The Indian currency market is navigating one of the more turbulent macro environments in recent memory, shaped by a three-month-old US-Iran military conflict that has disrupted shipping through the Strait of Hormuz, briefly cut off nearly a fifth of global oil supplies, and forced central banks across Asia into emergency defensive postures.
The Oil Pendulum
Brent crude has been swinging violently between fear and hope. At the height of US military strikes on Iranian missile sites and IRGC mine-laying boats in the Strait of Hormuz, oil briefly pushed past $100 to $120 per barrel as traders priced in a sustained supply disruption. The International Energy Agency described the Hormuz closure as the largest supply shock in the history of the global oil market. For India, which imports roughly 85 percent of its crude, the impact was immediate: higher import bills, a wider current account deficit, and sustained downward pressure on the rupee.

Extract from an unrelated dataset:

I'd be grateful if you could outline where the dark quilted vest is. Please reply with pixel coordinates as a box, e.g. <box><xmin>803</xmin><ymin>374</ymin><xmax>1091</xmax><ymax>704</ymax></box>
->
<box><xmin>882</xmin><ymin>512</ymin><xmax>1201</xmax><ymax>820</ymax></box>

The fall to $96.5 per barrel reflects a partial reversal. Reports of a preliminary 60-day ceasefire extension between Washington and Tehran covering Iran’s nuclear programme and regional security have cooled the most extreme supply fears. Whether this holds will determine whether oil stays in the $90s or revisits triple digits in coming weeks.
How Far the Rupee Has Fallen
The rupee touched a historic low near 97.00 per dollar earlier in May before partially recovering. The current level of 95.69 represents stabilisation, not comfort. State-run banks were active sellers of dollars in the spot market on the day widely interpreted as RBI direction specifically holding the 95.80 level that had emerged as a psychological threshold for traders.

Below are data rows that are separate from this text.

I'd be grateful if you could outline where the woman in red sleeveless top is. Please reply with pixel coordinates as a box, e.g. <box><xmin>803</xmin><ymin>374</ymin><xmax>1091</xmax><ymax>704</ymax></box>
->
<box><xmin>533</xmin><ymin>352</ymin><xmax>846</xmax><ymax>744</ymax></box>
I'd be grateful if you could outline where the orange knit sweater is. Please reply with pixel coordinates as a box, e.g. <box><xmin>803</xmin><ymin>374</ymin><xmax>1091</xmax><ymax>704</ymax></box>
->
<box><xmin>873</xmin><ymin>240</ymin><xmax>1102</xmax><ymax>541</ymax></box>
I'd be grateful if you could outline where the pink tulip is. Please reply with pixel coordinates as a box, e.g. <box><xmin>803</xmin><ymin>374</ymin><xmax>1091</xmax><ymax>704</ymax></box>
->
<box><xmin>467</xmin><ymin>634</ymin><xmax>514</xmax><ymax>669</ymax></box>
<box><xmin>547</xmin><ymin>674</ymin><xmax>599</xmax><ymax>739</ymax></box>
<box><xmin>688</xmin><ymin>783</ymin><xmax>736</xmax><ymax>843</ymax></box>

The broader currency picture adds to the pressure. When the US-Iran conflict first escalated, the safe-haven dollar surged, compressing Asian currencies across the board. Ceasefire hopes have now softened the US Dollar Index from its recent highs, providing some relief but US headline CPI hitting 3.8 percent at the peak of the oil shock had simultaneously raised speculation that the Federal Reserve might be forced to hike rather than cut, a scenario that would draw capital out of emerging markets.
Inside the RBI’s Defence
The RBI has deployed what amounts to a full toolkit. In the spot market, the central bank has been selling up to $1–2 billion daily at market open, a tactic designed to wrong-foot short-sellers who bet on rupee weakness overnight. Simultaneously, the RBI has been running dollar-rupee buy/sell swap auctions, a $5 billion facility to inject rupee liquidity back into the domestic system after spot dollar sales drain it, keeping short-term rates from spiking. Two-year forward premiums have been cooled to 5.83 rupees through this mechanism.
On the speculative side, domestic banks have had their Net Open Position (NOP) in foreign currencies capped at $100 million per day a direct clamp on hoarding dollars in anticipation of further rupee weakness. Oil Marketing Companies, which need billions in dollars each month to pay for crude imports, have been given a dedicated RBI foreign currency credit window so their demand does not distort the public spot market.
The RBI’s preference has been to fight this battle through liquidity management and reserve deployment rather than rate hikes, a stance that has kept the domestic economy from a sharper slowdown but has required burning foreign exchange reserves at a meaningful rate.
Goldman Sachs, in a note cited by market participants, is projecting a 50-basis-point rate hike from the RBI at its June 5 policy meeting, driven by the imported inflation from high oil and the pressure to support the currency through rate differentials. Whether the RBI follows through or continues to rely on intervention tools will be a key determinant of rupee direction through June. The ceasefire talks, if they advance into a formal agreement, could bring Brent back toward the $85–$90 range and take the rupee’s most acute pressure off. A breakdown, however, could see the 97.00 level tested again.